Screening Assistant 2

Quickstart guide

Last edited: 06/10/2011
By: VLG
Sourceforge: SA2 website
Help: SA2 forums
Documentation index

This page will guide you through the basic utilisation of SA2. In this tutorial, you will learn how to perform simple and common tasks such as importing molecules, importing properties, viewing your molecules... A MySQL server must be installed on your machine or on a reachable network to go through this tutorial. See the installations and requirements section for all installation instructions. You may also want to read about the important terminologies used by SA2 before starting this tutorial. At the end of this tutorial, you will be pointed to other sections of the documentation dealing with more specific functionalities of SA2.

Introduction and data
Starting SA2 and creating a new database
User interface
Importing new SDF files (containing properties)
Importing CSV file
Importing Fingerprint
Basic visualisation
A word on selection management
Let's create new libraries !
Conclusion and further readings

Introduction and data - top

In this small tutorial, you will learn how to import molecules, visualise your molecules, and create new subsets of molecules (Libraries). We will use some SDF file that we have randomly extracted from a database of more than 6 millions molecules. Each molecule in these file has been standardized using a specific Pipeline Pilot protocol, and the 3D coordinates have been generated using Corina. We also provide you a set of MOE2D descriptors that we will use to illustrate the import of properties in the database. All the files used are located in the sample-data/ directory, which is included in the SA archive since the 1.0.2b version.

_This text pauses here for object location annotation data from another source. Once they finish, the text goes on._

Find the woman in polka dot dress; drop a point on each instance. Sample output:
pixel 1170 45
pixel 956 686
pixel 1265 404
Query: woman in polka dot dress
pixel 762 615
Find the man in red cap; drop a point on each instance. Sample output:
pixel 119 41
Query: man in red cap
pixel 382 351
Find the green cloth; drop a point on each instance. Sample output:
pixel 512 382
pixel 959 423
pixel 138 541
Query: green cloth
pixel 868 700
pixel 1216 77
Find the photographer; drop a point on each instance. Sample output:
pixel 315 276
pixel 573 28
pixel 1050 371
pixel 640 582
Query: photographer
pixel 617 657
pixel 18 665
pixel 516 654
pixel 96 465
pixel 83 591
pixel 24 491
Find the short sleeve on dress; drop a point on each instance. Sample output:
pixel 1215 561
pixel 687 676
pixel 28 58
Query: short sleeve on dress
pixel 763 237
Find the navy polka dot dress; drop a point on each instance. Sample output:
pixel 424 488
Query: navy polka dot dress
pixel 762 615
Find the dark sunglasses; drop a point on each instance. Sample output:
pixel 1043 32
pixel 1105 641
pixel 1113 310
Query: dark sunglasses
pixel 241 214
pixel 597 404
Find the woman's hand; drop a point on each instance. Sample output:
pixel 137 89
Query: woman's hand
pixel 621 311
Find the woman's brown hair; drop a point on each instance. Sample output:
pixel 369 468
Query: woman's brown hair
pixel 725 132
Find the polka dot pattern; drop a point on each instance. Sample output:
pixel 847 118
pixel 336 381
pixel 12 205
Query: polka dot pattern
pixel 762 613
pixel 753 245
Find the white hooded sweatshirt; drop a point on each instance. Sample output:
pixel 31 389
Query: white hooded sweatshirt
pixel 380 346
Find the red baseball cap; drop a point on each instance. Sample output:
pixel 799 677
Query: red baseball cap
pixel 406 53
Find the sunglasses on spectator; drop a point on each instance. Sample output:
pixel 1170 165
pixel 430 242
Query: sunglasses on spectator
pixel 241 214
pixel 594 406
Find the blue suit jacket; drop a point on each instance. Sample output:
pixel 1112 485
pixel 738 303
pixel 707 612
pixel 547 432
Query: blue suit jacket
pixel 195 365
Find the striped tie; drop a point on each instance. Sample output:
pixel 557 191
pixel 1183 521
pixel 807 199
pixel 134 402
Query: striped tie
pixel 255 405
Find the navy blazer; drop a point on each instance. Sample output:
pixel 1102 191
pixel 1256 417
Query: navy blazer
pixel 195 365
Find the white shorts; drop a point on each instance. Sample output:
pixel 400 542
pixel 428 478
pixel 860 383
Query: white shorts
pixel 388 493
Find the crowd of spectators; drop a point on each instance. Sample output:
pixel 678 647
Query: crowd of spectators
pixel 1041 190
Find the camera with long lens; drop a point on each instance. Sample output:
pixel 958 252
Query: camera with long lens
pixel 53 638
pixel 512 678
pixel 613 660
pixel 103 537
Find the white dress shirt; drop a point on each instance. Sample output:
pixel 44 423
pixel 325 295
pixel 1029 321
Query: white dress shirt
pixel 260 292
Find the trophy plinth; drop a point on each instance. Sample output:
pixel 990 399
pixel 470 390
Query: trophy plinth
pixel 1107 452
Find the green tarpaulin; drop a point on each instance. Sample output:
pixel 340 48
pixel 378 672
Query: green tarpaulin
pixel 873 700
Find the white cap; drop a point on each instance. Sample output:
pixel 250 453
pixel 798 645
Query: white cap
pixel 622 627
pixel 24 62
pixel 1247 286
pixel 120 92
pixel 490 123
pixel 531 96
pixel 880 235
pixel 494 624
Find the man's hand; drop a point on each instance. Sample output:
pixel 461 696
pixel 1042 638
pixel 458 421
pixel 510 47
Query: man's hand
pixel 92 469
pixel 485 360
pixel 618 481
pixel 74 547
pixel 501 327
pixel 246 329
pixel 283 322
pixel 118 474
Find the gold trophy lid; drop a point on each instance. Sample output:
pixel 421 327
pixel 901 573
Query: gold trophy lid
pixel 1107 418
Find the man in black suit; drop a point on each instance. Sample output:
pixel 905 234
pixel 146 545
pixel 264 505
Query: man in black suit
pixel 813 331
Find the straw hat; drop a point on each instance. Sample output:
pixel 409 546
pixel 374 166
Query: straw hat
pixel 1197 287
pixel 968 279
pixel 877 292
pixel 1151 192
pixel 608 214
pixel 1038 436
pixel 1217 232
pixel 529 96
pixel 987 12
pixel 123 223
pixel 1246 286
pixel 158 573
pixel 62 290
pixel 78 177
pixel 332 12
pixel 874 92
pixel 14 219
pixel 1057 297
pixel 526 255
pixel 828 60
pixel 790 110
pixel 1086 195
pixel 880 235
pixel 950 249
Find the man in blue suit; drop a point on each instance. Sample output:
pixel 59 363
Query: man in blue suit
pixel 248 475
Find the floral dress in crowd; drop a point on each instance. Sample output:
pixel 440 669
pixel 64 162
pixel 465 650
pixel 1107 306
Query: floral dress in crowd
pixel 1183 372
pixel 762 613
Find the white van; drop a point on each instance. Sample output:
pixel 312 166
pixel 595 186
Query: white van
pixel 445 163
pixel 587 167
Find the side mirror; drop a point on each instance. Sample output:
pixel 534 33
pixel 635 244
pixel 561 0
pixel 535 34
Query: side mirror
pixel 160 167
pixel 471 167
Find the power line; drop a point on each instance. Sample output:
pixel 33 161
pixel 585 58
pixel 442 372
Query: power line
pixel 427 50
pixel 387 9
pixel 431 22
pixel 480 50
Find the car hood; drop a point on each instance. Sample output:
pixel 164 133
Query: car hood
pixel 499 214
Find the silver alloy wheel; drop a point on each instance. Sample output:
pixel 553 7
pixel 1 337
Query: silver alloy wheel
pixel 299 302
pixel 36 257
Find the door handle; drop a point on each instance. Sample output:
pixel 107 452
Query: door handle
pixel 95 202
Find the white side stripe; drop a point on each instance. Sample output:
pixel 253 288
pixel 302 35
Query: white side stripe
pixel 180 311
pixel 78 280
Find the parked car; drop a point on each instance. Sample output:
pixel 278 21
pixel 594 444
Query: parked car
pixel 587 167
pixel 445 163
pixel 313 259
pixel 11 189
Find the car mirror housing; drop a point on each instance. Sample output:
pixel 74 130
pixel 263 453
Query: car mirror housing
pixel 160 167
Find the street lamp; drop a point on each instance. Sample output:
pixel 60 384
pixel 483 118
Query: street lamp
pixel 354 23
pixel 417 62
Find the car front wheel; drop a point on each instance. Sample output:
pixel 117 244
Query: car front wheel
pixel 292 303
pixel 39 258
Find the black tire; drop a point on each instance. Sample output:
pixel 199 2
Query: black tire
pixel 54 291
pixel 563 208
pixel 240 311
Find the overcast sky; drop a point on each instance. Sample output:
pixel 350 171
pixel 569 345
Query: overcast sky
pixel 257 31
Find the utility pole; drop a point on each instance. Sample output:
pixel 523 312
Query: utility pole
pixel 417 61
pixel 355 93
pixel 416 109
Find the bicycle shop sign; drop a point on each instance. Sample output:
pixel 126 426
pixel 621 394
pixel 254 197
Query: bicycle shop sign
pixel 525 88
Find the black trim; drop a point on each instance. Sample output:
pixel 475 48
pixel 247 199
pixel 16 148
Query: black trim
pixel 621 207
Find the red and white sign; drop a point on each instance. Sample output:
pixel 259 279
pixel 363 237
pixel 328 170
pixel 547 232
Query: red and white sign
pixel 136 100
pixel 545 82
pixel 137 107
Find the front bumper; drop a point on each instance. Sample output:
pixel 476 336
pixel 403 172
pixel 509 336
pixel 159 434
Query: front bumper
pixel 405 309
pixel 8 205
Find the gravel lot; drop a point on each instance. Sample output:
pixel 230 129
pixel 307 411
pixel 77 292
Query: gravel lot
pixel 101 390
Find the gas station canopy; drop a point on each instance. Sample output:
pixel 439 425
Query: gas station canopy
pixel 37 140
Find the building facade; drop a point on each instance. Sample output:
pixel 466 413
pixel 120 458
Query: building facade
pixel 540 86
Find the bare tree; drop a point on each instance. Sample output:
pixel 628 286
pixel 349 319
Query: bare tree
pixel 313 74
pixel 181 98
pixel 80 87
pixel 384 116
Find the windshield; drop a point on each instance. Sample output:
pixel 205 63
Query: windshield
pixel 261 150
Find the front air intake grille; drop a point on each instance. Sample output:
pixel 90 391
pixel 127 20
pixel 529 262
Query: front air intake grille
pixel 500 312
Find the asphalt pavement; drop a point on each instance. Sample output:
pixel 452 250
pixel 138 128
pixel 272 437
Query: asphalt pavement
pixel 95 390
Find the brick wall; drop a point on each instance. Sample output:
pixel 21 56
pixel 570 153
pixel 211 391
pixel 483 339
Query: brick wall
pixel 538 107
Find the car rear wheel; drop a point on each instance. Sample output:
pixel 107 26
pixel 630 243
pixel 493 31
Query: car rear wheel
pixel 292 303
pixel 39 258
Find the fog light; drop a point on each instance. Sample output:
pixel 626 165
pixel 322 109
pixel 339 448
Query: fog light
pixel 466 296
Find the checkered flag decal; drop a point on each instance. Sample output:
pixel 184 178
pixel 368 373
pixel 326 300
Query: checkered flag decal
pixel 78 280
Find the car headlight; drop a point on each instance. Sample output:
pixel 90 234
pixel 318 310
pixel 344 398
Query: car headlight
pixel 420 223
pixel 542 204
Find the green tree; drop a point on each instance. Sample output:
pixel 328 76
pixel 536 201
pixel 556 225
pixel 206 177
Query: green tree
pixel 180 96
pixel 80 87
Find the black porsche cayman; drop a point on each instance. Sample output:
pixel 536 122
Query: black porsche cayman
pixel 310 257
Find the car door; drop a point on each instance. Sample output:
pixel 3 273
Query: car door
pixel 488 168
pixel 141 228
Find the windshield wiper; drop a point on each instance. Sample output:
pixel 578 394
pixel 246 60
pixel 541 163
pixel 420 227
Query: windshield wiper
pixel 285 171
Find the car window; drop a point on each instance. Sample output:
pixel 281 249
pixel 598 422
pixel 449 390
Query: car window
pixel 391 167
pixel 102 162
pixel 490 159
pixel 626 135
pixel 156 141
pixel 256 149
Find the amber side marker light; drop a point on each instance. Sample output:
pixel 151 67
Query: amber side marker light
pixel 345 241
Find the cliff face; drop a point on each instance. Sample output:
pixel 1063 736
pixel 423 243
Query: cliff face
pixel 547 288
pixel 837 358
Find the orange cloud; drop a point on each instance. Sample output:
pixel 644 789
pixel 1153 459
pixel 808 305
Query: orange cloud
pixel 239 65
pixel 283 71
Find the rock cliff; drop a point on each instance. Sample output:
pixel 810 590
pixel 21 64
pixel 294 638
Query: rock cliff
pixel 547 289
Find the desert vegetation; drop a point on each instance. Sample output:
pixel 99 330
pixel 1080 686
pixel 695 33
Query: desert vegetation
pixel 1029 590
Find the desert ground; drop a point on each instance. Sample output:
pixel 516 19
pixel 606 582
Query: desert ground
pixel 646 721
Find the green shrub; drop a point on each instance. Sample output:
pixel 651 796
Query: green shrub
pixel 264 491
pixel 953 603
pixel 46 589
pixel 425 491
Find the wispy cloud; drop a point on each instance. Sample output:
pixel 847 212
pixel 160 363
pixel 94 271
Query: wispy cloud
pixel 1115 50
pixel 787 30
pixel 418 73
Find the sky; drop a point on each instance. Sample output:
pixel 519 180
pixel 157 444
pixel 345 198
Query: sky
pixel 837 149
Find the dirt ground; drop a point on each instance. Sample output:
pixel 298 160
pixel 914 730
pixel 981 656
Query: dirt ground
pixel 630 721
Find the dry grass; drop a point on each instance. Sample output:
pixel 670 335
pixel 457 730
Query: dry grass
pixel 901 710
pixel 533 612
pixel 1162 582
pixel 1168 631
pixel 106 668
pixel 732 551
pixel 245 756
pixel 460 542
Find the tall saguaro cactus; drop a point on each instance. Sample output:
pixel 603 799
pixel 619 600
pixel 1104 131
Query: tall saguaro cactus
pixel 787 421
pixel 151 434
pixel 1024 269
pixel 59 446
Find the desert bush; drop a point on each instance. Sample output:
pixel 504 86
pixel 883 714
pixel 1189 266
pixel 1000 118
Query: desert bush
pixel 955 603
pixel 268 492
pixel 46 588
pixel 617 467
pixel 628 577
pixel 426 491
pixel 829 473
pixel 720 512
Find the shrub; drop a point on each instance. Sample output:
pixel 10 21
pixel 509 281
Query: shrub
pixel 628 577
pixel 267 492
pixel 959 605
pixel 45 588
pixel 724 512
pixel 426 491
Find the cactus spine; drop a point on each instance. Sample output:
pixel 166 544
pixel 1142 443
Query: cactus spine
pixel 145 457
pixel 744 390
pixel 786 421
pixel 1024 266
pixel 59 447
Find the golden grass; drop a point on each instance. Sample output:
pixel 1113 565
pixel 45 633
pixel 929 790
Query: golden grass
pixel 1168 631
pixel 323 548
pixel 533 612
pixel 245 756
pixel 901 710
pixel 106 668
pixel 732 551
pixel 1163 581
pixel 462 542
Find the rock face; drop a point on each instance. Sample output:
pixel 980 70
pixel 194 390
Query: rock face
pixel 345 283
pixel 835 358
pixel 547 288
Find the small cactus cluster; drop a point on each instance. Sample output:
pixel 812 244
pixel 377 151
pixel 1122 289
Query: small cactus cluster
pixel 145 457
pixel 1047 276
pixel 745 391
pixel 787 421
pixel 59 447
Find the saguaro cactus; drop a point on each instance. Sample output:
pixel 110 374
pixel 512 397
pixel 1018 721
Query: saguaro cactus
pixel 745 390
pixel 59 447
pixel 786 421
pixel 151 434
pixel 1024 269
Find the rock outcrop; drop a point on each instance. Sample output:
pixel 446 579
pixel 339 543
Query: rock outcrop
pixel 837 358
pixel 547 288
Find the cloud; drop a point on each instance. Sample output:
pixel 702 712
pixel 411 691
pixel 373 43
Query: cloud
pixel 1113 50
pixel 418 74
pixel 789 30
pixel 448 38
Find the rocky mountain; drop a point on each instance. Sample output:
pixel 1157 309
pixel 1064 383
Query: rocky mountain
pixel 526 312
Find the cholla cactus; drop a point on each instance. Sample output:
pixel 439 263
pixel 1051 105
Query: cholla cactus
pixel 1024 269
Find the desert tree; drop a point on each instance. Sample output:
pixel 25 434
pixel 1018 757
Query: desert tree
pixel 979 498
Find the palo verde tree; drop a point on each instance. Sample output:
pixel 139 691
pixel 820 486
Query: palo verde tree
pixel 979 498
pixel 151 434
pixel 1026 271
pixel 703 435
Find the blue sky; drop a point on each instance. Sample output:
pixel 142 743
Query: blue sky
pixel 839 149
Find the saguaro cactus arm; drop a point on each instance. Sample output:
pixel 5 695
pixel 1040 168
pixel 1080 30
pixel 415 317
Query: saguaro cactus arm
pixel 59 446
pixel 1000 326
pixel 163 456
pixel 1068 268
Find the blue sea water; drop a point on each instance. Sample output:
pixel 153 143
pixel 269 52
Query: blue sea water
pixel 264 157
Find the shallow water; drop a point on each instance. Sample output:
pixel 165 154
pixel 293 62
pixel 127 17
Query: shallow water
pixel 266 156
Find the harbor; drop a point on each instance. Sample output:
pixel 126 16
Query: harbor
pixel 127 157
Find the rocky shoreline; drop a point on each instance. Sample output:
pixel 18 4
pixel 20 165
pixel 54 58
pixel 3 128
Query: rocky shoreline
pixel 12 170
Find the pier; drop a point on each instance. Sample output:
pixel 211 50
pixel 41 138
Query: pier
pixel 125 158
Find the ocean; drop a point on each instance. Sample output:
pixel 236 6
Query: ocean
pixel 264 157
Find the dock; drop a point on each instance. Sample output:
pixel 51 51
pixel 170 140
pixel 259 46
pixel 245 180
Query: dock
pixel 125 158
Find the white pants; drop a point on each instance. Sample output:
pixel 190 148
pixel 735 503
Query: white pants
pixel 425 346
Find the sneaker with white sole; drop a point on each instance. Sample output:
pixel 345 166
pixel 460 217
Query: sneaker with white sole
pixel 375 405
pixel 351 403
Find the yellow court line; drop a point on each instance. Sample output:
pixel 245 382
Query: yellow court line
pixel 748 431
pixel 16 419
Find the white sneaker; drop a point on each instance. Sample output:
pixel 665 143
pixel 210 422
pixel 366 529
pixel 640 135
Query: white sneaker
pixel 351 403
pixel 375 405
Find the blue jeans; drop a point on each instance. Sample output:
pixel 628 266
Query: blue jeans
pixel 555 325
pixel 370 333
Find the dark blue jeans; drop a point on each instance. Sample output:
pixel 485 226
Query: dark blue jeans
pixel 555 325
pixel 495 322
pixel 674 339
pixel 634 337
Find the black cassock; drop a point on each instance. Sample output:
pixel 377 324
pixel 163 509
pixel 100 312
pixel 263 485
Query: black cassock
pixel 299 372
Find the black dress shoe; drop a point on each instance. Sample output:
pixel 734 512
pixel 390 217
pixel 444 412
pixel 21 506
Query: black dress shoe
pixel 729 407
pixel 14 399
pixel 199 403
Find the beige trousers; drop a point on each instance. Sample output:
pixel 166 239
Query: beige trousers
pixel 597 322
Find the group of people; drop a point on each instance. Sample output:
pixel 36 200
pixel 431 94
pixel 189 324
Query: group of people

sample-data/Provider1.sdf: 100 molecules with MOE2D descriptors
sample-data/Provider1b.sdf: 200 molecules with MOE2D descriptors
sample-data/Provider2.sdf: 100 molecules without MOE2D descriptors
sample-data/Provider2_MOE2D.csv: semi-column separated text file containing the MOE2D descriptors of molecules contained in the Provider2.sdf file.
sample-data/All_SSKey.csv: semi-column separated text file containing a fingerprint that can be calculated / stored in SA2. It will be used to illustrate the import of fingerprints in the database.

SADB ID is the field corresponding to the identifier of each molecule.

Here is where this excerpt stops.